In general, for the output sequence corresponding to the $\text{convolution}$ :
- $$\underline{x} = \underline{u}* \underline{g} = \left (x_0, x_1, \hspace{0.05cm}\text{...}\hspace{0.1cm}, x_i, \hspace{0.05cm}\text{...}\hspace{0.1cm} \right )\hspace{0.05cm},\hspace{0.1cm} {\rm with} \hspace{0.2cm} x_i = \sum_{l = 0}^{m} g_l \cdot u_{i-l}\hspace{0.05cm}.$$
- We now represent the time functions $\underline{g}, \ \underline{u}$ and $\underline{x}$ by polynomials in a dummy variable $D$ and call these the D–transforms:
- $$\underline{g} \hspace{0.25cm} \circ\!\!-\!\!\!-^{\hspace{-0.25cm}D}\!\!\!-\!\!\bullet\hspace{0.25cm} {G}(D) \hspace{-0.15cm} \ = \ \hspace{-0.15cm} \sum_{l = 0}^{m} g_l \cdot D\hspace{0.03cm}^l = g_0 + g_1 \cdot D + g_2 \cdot D^2 + \text{...} + g_m \cdot D\hspace{0.03cm}^m\hspace{0.05cm},$$
- $$\underline{u} \hspace{0.25cm} \circ\!\!-\!\!\!-^{\hspace{-0.25cm}D}\!\!\!-\!\!\bullet\hspace{0.25cm} {U}(D) \hspace{-0.15cm} \ = \ \hspace{-0.15cm} \sum_{i = 0}^{\infty} u_i \cdot D\hspace{0.03cm}^i = u_0 + u_1 \cdot D + u_2 \cdot D^2 + \text{...} \hspace{0.05cm},$$
- $$\underline{x} \hspace{0.25cm} \circ\!\!-\!\!\!-^{\hspace{-0.25cm}D}\!\!\!-\!\!\bullet\hspace{0.25cm} {X}(D) \hspace{-0.15cm} \ = \ \hspace{-0.15cm} \sum_{i = 0}^{\infty} x_i \cdot D\hspace{0.03cm}^i = x_0 + x_1 \cdot D + x_2 \cdot D^2 + \text{...} \hspace{0.05cm}.$$
- Thus the $($more complicated$)$ convolution becomes a multiplication:
- $$\underline{x} = \underline{u}* \underline{g} \hspace{0.25cm} \circ\!\!-\!\!\!-^{\hspace{-0.25cm}D}\!\!\!-\!\!\bullet\hspace{0.25cm} {X}(D) = U(D) \cdot G(D) \hspace{0.05cm}.$$
- Formally, this relationship can be demonstrated as follows:
- $${X}(D) \hspace{-0.15cm} \ = \ \hspace{-0.15cm} \sum_{i = 0}^{\infty} x_i \cdot D\hspace{0.03cm}^i = \sum_{i = 0}^{\infty} \sum_{l = 0}^{m}\hspace{0.1cm} g_l \cdot u_{i-l} \cdot D\hspace{0.03cm}^{i} = \sum_{l = 0}^{m} \hspace{0.1cm} g_l \cdot \sum_{j = -l}^{\infty} \hspace{0.1cm} u_{j} \cdot D\hspace{0.03cm}^{j+l} = \sum_{l = 0}^{m} \hspace{0.1cm} g_l \cdot D\hspace{0.03cm}^l \hspace{0.1cm} \cdot \hspace{0.1cm} \sum_{j = 0}^{\infty} \hspace{0.1cm} u_{j} \cdot D\hspace{0.03cm}^{j}$$
- $$\Rightarrow \hspace{0.3cm}{X}(D) = U(D) \cdot G(D) \hspace{0.05cm}.$$
- Here it was considered that all $u_j$ for $j < 0$ do not exist and can be set to zero.

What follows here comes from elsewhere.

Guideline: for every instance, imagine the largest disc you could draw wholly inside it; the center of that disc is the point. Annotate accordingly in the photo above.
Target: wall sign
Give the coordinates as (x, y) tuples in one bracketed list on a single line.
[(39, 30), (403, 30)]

- Both procedures for computing the initial sequence $\underline{x}$ shall be demonstrated for the digital filter outlined above, viz.
- using the convolution,
- by means of the D–transformation.
Hints:
- The exercise belongs to the chapter "Algebraic and Polynomial Description".
- Refer in particular to the "GF(2) Description Forms of a Digital Filter" section.
- In the solution, consider the following identity for calculations in $\rm GF(2)$:
- $$1 + D + D^2 + D^3 + \hspace{0.05cm}\text{...}\hspace{0.1cm}= \frac{1}{1+D} \hspace{0.05cm}.$$
Questions
Solution
(1) The only two filter coefficients different from $0$ are $g_0 \ \underline{= 1}$ and $g_1 \ \underline{= 1}$.
- From this follows $g_2 \ \underline{= 0}$ and for the $D$ transform of the impulse response:
- $$\underline{g} = (1\hspace{0.05cm},\hspace{0.05cm} 1) \hspace{0.25cm} \circ\!\!-\!\!\!-^{\hspace{-0.25cm}D}\!\!\!-\!\!\bullet\hspace{0.25cm} {G}(D) = 1+ D \hspace{0.05cm}.$$
(2) The impulse response of the considered filter is $\underline{g} = (1, \, 1, \, 0, \, 0, \, \text{...}\hspace{0.05cm})$.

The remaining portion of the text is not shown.